Kegiatan yang dimulai pukul 08.30 WIB tersebut diawali dengan sesi perkenalan antarpihak, dilanjutkan dengan pengamatan langsung proses persidangan, telaah arsip putusan, analisis berkas perkara, serta wawancara kolektif dengan para hakim.

Direktur ISLaMS Prof. Dr. Euis Nurlaelawati menyampaikan apresiasi atas sambutan yang diberikan oleh jajaran Pengadilan Agama Salatiga.

“Kami mengucapkan terima kasih yang sebesar-besarnya kepada Pengadilan Agama Salatiga, khususnya Bapak Ketua Pengadilan, Bapak Aidil, atas sambutan dan jamuan hangatnya,” ujar Prof. Euis.

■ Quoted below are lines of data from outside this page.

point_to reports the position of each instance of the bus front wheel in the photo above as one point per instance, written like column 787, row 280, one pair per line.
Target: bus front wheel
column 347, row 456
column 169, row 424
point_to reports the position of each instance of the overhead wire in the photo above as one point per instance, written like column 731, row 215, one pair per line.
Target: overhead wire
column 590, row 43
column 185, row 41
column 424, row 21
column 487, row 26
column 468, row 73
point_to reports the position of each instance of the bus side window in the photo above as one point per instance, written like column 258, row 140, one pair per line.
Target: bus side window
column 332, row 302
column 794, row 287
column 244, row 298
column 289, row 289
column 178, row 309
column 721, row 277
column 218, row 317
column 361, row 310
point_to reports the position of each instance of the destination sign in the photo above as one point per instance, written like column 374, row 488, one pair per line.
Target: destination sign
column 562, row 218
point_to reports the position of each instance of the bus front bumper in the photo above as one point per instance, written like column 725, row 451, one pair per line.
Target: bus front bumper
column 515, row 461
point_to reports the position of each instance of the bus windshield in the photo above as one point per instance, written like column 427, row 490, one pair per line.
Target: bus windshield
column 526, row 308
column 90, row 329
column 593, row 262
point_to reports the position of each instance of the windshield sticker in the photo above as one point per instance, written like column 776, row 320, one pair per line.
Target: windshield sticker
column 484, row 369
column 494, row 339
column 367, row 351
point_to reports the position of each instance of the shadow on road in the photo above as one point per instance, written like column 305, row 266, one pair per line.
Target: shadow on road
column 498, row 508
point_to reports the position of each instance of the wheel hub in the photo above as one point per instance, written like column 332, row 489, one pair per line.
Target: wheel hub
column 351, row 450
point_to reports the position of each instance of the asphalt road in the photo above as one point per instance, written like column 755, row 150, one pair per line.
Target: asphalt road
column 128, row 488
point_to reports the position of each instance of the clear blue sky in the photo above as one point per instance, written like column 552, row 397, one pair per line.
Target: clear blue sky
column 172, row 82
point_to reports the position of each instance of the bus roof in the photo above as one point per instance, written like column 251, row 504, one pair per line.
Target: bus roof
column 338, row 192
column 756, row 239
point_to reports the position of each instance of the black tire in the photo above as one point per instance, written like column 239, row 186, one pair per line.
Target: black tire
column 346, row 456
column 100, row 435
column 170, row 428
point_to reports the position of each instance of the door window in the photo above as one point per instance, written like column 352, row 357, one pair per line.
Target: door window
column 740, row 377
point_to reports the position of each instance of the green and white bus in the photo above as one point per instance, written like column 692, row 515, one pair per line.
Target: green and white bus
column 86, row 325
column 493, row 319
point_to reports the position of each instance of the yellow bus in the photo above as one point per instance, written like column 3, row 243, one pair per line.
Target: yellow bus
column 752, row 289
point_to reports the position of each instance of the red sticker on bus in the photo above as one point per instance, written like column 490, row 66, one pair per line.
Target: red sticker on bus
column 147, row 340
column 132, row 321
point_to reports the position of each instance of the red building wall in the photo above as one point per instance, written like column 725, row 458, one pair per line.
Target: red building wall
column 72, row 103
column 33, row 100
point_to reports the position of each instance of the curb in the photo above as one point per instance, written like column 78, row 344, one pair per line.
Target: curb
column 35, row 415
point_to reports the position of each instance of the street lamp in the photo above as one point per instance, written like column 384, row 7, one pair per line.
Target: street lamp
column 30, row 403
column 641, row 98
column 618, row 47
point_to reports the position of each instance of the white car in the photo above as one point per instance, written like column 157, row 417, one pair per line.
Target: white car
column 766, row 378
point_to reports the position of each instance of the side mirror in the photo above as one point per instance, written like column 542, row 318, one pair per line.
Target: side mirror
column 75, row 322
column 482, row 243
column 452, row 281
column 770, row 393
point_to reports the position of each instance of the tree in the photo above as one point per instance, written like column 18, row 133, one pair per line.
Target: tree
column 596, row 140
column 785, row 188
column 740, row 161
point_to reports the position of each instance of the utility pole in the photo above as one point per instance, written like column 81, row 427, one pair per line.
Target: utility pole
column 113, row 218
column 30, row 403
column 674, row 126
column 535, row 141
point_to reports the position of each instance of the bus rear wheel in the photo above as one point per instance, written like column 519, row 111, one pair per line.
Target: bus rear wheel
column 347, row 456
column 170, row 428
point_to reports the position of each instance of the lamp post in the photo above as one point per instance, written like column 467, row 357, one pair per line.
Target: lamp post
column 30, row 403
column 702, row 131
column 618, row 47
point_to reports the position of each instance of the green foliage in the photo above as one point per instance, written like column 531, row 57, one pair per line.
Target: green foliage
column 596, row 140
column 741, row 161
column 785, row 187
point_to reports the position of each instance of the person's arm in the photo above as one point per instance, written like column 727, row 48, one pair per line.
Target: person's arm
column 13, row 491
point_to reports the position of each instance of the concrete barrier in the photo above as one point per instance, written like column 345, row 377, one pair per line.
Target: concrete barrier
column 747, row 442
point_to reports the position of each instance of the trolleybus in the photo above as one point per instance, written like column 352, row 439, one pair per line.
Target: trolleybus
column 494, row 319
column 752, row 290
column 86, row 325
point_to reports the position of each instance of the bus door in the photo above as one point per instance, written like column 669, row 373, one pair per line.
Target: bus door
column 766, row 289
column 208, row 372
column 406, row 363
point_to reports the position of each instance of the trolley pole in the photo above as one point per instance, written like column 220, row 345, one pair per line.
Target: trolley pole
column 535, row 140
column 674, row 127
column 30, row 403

Dalam kesempatan itu, Prof. Euis menjelaskan bahwa ISLaMS merupakan lembaga riset yang berfokus pada kajian hukum Islam dan masyarakat Muslim. Ia mengungkapkan bahwa pihaknya tengah menjalankan penelitian selama tiga tahun mengenai pemenuhan hak anak.

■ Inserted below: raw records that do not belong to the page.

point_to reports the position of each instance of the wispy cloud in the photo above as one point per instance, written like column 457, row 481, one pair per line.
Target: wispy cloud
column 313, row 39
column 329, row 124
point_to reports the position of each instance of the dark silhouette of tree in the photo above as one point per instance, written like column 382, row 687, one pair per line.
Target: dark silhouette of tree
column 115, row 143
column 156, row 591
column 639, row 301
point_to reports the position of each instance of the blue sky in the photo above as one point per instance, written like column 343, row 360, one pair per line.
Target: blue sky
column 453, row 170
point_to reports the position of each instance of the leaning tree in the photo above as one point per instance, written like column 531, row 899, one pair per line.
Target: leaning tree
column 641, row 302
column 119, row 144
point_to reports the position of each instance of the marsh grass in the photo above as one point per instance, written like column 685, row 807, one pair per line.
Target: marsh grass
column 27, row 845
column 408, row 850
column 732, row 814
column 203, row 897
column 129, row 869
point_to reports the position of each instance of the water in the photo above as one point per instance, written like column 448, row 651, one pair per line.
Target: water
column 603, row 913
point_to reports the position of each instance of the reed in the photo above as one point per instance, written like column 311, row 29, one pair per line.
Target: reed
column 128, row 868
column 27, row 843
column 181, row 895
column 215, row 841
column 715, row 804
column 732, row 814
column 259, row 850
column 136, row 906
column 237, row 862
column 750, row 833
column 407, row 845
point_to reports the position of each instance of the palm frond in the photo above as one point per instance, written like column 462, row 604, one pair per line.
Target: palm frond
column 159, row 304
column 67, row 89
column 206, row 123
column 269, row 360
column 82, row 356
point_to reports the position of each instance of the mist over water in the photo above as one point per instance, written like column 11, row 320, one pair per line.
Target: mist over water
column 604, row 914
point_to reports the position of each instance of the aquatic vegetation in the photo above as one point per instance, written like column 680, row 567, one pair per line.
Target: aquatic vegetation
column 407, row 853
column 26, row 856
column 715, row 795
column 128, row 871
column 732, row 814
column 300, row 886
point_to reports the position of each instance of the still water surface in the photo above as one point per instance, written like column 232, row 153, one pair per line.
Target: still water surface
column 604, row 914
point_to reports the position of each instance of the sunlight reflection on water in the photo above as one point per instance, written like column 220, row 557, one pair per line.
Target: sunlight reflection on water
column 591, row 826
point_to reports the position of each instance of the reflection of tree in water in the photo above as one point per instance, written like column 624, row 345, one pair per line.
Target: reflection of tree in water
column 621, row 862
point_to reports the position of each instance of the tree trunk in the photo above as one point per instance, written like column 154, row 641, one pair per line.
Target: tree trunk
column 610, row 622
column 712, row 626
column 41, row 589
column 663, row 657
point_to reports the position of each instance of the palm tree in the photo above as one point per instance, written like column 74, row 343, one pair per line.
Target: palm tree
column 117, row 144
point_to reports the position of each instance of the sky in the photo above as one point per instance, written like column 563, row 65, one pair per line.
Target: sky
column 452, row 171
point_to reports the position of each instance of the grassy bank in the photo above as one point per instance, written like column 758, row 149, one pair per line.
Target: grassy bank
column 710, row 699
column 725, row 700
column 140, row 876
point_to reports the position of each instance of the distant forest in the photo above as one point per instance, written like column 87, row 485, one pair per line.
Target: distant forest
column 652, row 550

“Tahun pertama kami menggunakan perspektif kesetaraan gender, sementara pada tahun kedua ini menggunakan perspektif kesejahteraan finansial,” katanya.

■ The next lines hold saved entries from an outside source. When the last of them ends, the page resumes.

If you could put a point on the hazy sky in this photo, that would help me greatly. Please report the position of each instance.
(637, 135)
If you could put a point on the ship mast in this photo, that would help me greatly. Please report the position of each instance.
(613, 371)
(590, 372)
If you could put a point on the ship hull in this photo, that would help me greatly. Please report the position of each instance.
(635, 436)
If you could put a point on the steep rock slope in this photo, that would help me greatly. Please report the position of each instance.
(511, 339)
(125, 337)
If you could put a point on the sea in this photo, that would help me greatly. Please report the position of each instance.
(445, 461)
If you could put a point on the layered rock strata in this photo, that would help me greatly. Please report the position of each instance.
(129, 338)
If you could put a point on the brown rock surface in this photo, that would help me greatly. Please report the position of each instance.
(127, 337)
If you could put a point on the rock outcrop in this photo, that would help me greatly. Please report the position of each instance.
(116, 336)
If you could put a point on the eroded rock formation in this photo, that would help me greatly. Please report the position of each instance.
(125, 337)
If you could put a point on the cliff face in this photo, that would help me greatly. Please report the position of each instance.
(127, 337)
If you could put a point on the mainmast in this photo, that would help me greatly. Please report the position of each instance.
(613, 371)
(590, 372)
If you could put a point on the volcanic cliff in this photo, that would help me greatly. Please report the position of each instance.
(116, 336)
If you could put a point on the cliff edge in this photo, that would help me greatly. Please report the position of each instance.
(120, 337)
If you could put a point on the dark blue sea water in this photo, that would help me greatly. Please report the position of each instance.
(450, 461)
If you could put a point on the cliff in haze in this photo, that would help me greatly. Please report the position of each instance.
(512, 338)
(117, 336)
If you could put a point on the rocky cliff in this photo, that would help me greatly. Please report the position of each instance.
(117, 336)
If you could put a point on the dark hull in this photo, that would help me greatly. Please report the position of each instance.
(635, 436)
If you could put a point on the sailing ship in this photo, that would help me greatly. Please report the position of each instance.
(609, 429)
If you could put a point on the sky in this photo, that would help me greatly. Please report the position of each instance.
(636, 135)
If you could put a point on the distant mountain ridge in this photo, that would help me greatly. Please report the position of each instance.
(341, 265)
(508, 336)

Selain riset, ISLaMS juga mengembangkan berbagai program akademik, antara lain Thesis Talk, Brown Paper Talk, Workshop Metodologi Penelitian, serta sejumlah kegiatan ilmiah lainnya.

Sekretaris ISLaMS Prof. Dr. Ali Sodiqin menambahkan bahwa observasi di Salatiga merupakan yang kedua pada tahun 2025, setelah sebelumnya dilakukan di Pengadilan Agama Sleman.

“Observasi ini merupakan observasi yang kedua setelah Pengadilan Agama Sleman pada tahun 2025 ini. Kami berterima kasih atas jamuan yang sangat baik ini,” ujarnya.

Ketua Pengadilan Agama Salatiga Adil Fakhru Roza, S.H.I., M.H. menyambut positif kegiatan tersebut dan menegaskan komitmen lembaganya dalam mendukung penelitian akademik.

“Kami mendukung penuh penelitian seperti ini karena dapat memberikan umpan balik yang konstruktif terhadap praktik peradilan. Perlindungan anak tidak hanya persoalan hukum, tetapi juga menyangkut dimensi sosial dan ekonomi yang harus kita tangani secara komprehensif,” kata Adil.

Dalam observasi tersebut, ISLaMS memberangkatkan tujuh peneliti, yakni Euis Nurlaelawati, Ali Sodiqin, Lindra Darnela, Ainun Mangunsong, Jihadul Hayat, Eti, Gusti Rian Saputra, dan Ofa.

Melalui kegiatan ini, ISLaMS berharap dapat memperoleh data empiris yang kuat untuk memperkaya analisis akademik sekaligus memberikan rekomendasi kebijakan bagi penguatan perlindungan hak anak dalam praktik peradilan agama di Indonesia.